A kline close is the last trade — or, on quieter instruments, the last mark — printed before the bar boundary. On anything but the most liquid book that print carries two contaminations. First, bid-ask bounce: the last trade sits at the bid or the ask, not the mid, and which one is effectively a coin flip. Second, staleness: if no trade lands near the boundary, the close is a quote that is minutes old. A spread built from two such closes inherits both contaminations from both legs, independently. The result is a high-frequency wobble that mean-reverts almost perfectly — because it is noise around a slow-moving true relationship, and noise reverts by construction.

A z-score reversion rule loves this wobble. It enters when the spread is two bounces wide and exits when the bounces unwind, and it books the difference as profit. The profit is not real. You cannot sell your own bid-ask bounce; the price you would actually transact at never moved the way the close did. The backtest is measuring an artifact of how the bar was sampled, not a tradeable dislocation.

The test

Coarsen the bar and re-run. Four-hour, then one-day. Plot the net-of-cost result — Sharpe, or better, per-trade basis points — against bar width. Two shapes:

  • Monotonic collapse toward zero. The edge was the sampling artifact. Widening the bar averages the bounce away, and with it the “edge.” This is the overwhelmingly common case on crypto stat-arb.
  • Roughly flat. The per-trade magnitude survives coarsening. The relationship lives in the price, not in the close, and the candidate earns a closer look — cost realism, capacity, walk-forward — none of which this test replaces.
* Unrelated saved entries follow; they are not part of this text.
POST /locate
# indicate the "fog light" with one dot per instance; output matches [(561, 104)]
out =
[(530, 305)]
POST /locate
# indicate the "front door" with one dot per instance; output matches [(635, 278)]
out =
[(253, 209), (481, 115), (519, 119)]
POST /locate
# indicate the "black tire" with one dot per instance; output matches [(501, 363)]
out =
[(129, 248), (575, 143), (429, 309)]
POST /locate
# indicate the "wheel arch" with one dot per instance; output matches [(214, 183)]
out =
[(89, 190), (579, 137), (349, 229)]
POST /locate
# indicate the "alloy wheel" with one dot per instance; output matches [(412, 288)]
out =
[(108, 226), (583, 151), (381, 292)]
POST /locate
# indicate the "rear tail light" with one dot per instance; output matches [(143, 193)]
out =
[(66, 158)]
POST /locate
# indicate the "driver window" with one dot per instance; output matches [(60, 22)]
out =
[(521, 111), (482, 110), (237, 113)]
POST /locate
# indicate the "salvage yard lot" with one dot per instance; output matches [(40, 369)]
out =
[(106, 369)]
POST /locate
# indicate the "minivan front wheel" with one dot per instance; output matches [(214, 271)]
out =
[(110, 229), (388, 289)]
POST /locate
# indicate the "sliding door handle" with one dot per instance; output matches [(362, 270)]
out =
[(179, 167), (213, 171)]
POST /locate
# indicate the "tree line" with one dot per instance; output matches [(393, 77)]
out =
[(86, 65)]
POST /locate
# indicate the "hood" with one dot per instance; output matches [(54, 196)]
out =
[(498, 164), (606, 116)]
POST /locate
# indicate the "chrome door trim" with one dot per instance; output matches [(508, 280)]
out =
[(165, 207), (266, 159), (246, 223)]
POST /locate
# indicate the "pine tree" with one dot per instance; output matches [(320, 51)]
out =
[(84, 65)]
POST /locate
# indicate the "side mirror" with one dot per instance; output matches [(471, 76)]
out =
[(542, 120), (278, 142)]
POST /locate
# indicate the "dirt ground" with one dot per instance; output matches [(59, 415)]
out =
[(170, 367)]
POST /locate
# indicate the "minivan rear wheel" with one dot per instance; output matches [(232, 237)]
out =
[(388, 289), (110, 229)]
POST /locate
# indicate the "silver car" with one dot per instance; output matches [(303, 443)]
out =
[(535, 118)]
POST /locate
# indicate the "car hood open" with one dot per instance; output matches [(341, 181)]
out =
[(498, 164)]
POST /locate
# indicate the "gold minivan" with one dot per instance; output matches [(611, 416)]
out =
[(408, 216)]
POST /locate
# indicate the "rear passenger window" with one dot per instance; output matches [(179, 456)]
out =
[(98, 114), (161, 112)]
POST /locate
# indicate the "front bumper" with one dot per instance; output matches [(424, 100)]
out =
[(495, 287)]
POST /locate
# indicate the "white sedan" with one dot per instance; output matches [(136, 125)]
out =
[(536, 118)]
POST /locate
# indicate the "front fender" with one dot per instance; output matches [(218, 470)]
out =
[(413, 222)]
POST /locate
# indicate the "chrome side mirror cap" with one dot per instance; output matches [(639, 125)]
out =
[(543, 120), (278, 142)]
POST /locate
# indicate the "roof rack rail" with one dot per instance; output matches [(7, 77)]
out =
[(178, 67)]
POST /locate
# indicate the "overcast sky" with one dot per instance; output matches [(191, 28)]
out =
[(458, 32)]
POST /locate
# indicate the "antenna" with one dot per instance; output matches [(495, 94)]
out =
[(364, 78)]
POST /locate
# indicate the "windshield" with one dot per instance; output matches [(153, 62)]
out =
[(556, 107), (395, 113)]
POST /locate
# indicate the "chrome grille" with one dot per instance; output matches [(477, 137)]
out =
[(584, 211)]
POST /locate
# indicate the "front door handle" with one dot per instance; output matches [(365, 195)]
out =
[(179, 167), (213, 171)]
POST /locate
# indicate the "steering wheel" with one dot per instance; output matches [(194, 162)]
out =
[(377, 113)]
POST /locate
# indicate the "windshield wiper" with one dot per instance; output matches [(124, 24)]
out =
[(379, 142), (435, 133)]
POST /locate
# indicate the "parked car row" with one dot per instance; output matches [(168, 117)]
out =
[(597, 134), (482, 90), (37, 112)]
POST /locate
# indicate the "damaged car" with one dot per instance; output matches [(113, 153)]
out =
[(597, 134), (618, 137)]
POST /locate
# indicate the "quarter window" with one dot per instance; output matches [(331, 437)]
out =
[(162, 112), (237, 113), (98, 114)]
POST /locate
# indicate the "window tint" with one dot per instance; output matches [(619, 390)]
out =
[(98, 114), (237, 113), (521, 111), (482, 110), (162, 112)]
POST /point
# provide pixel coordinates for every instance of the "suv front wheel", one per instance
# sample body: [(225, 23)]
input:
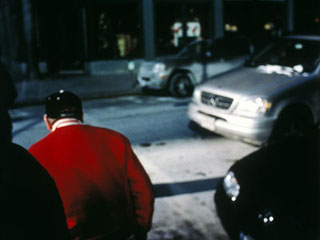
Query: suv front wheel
[(180, 85)]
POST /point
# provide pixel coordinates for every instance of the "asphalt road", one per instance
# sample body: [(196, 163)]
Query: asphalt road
[(184, 165)]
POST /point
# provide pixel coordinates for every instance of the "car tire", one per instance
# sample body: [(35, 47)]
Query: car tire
[(181, 85), (292, 123)]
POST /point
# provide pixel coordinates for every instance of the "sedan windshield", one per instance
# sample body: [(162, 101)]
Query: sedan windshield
[(297, 54)]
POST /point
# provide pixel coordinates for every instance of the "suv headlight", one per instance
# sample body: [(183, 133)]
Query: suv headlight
[(253, 106), (159, 68), (196, 95), (231, 186)]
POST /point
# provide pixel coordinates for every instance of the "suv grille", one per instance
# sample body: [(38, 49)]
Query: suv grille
[(216, 100)]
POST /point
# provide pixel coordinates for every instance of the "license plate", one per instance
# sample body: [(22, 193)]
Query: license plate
[(208, 123)]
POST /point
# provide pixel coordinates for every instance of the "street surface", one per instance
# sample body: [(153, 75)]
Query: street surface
[(184, 165)]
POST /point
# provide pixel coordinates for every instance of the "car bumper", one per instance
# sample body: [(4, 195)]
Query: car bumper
[(248, 219), (255, 131)]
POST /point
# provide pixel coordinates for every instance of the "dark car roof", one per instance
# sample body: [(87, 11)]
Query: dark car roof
[(315, 38)]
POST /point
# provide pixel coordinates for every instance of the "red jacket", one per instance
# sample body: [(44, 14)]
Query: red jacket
[(103, 186)]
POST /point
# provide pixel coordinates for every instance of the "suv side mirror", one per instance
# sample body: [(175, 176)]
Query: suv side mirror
[(208, 54)]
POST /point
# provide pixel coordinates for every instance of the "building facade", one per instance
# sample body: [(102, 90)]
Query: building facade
[(41, 38)]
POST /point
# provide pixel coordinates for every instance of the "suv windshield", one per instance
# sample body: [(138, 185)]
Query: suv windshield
[(297, 54)]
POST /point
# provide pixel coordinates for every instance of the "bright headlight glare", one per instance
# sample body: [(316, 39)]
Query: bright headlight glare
[(159, 67), (254, 105), (231, 186), (196, 94)]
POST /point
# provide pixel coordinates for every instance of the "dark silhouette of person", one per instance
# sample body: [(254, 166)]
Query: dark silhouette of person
[(7, 98), (30, 204)]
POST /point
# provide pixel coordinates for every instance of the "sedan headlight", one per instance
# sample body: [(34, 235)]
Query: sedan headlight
[(231, 186), (252, 106), (196, 95), (159, 68)]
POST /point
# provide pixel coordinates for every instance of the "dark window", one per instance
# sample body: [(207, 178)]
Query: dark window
[(115, 30), (181, 25)]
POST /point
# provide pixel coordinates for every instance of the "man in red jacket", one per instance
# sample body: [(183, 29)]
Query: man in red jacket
[(105, 190)]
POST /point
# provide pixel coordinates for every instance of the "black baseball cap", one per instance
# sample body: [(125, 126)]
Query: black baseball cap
[(63, 104)]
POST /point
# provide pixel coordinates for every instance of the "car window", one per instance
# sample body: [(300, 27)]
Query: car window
[(193, 50), (228, 48), (290, 53)]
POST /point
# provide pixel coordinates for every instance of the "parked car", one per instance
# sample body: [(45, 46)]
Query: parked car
[(273, 193), (276, 93), (193, 64)]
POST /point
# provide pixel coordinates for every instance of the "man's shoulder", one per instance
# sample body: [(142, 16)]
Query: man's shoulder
[(41, 144), (108, 132)]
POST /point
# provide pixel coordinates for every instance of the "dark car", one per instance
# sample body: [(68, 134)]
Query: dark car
[(273, 193), (195, 63)]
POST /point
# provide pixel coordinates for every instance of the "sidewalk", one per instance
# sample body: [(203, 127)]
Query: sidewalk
[(87, 87)]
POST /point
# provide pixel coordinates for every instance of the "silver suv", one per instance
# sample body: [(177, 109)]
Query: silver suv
[(275, 94), (196, 62)]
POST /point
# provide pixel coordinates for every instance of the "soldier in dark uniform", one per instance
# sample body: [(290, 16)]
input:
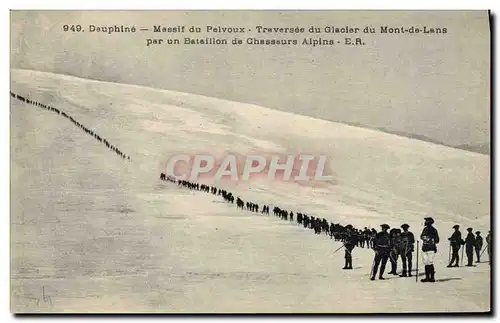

The mechanism in one line: artifacts live at the sampling frequency; real relationships live in the price. Coarsening the bar strips the former and keeps the latter.

Two it has killed

On one venue, a cointegration screen showed an out-of-sample Sharpe near 1.9 at one-hour bars. At one-day bars the same pairs gave 0.4 — a clean tell that the hourly number was stale-close reversion on a slow book. On a second venue, a crypto cointegration line read 3.0 at 1h, 1.1 at 4h, and 0.5 at 1d: a monotonic, roughly geometric decay with bar width, which is exactly the fingerprint of an artifact that halves every time you double the averaging window. Both numbers were, at 1h, good enough to mistake for a result. Neither survived contact with a wider bar.

The test cuts the other way too, which is what makes it a discriminator and not just a wrecking ball. A term-structure relationship we looked at held its per-trade magnitude from 1h through 4h and weakened only mildly at 1d — and that mild weakening had an independent, expected explanation (fewer, longer-held trades at the daily horizon), not the geometric collapse of a bounce artifact. A real relationship degrades gracefully under coarsening; an artifact falls off a cliff.

The engineering pitfall

You have to rebuild the coarse bars from the underlying, not decimate the fine series. Taking every fourth one-hour close to make a “four-hour” series keeps the bounce — you have thrown away three quarters of your data and none of the contamination. Aggregate properly: open from the first sub-bar, high and low as the extremes, close as the last sub-bar's close, volume summed. And note a residual subtlety — a one-day close that you build by taking the last hourly close of the day still inherits that hourly close's staleness. Where the venue serves native daily bars, prefer them; the locally-aggregated version slightly understates the very staleness it is trying to expose. So a candidate that collapses even under aggregation is a conclusive kill, while one that survives aggregation still deserves the native-bar check before you believe it.

What this is not

This is one rail, not the analysis. It is orthogonal to the others and replaces none of them: false-discovery control handles the fact that you tested many pairs; walk-forward folds handle the fact that one historical window can be lucky; a real cost model handles the fact that the spread you assumed is probably wrong. Bar-coarsening handles one specific failure — the sampling artifact — that those three do not catch, because an artifact can be statistically significant, fold-consistent, and survive a generous cost assumption while still being untradeable. A candidate should pass all four. In our experience on crypto relative value, this is the rail that fires first and most often, which is why it is worth running before you spend a day on the others.